EX-10.1 2 exhibit101fifthamendmentto.htm EXHIBIT 10.1 FIFTH AMENDMENT TO THE CREDIT AGREEMENT Exhibit



Exhibit 10.1
FIFTH AMENDMENT dated as of November 2, 2018 (this “Agreement”) by and among GREEN BRICK PARTNERS, INC. (the “Borrower”), the LENDERS party hereto, the NEW LENDERS party hereto and FLAGSTAR BANK, FSB (“Flagstar”), as administrative agent (the “Administrative Agent”), to the CREDIT AGREEMENT dated as of December 15, 2015 (as amended by the First Amendment, dated as of August 31, 2016, the Second Amendment, dated as of December 1, 2016, the Third Amendment, dated as of September 1, 2017 and the Fourth Amendment, dated as of December 1, 2017, as in effect prior to the effectiveness of this Agreement, the “Credit Agreement”), among the Borrower, the Lenders from time to time party thereto and the Administrative Agent.

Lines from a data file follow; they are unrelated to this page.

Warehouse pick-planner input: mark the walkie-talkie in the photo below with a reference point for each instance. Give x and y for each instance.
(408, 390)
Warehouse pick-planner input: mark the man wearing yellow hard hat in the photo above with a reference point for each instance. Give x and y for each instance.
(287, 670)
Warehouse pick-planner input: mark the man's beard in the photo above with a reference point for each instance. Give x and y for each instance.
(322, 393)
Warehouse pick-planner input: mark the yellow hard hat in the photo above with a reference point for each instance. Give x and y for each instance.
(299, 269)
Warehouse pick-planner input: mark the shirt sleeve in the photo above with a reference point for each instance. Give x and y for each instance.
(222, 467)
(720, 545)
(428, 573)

WHEREAS the Lenders have agreed to extend credit to the Borrower under the Credit Agreement on the terms and subject to the conditions set forth therein; capitalized terms used but not defined herein shall have the meanings assigned to such terms in the Credit Agreement;
WHEREAS the Borrower and the Lenders party hereto desire that certain provisions of the Credit Agreement be amended as provided herein (as so amended, the “Amended Credit Agreement”);
WHEREAS, pursuant to Section 2.22 of the Amended Credit Agreement, the Borrower has requested that the Termination Date be extended from December 14, 2020 to December 14, 2021.
NOW, THEREFORE, in consideration of the mutual agreements herein contained and other good and valuable consideration, the sufficiency and receipt of which are hereby acknowledged, the parties hereto hereby agree as follows:
SECTION 1. Amendment. Effective as of the Amendment Effective Date, the Credit Agreement is hereby amended as follows:
(a)    Schedule I to the Credit Agreement shall be replaced with Schedule I attached hereto, which reflects the Revolving Credit Commitments of all Lenders after giving effect to the new Revolving Credit Commitments established on the Amendment Effective Date as set forth on Schedule II hereto (such new Revolving Credit Commitments, the “New Commitments”).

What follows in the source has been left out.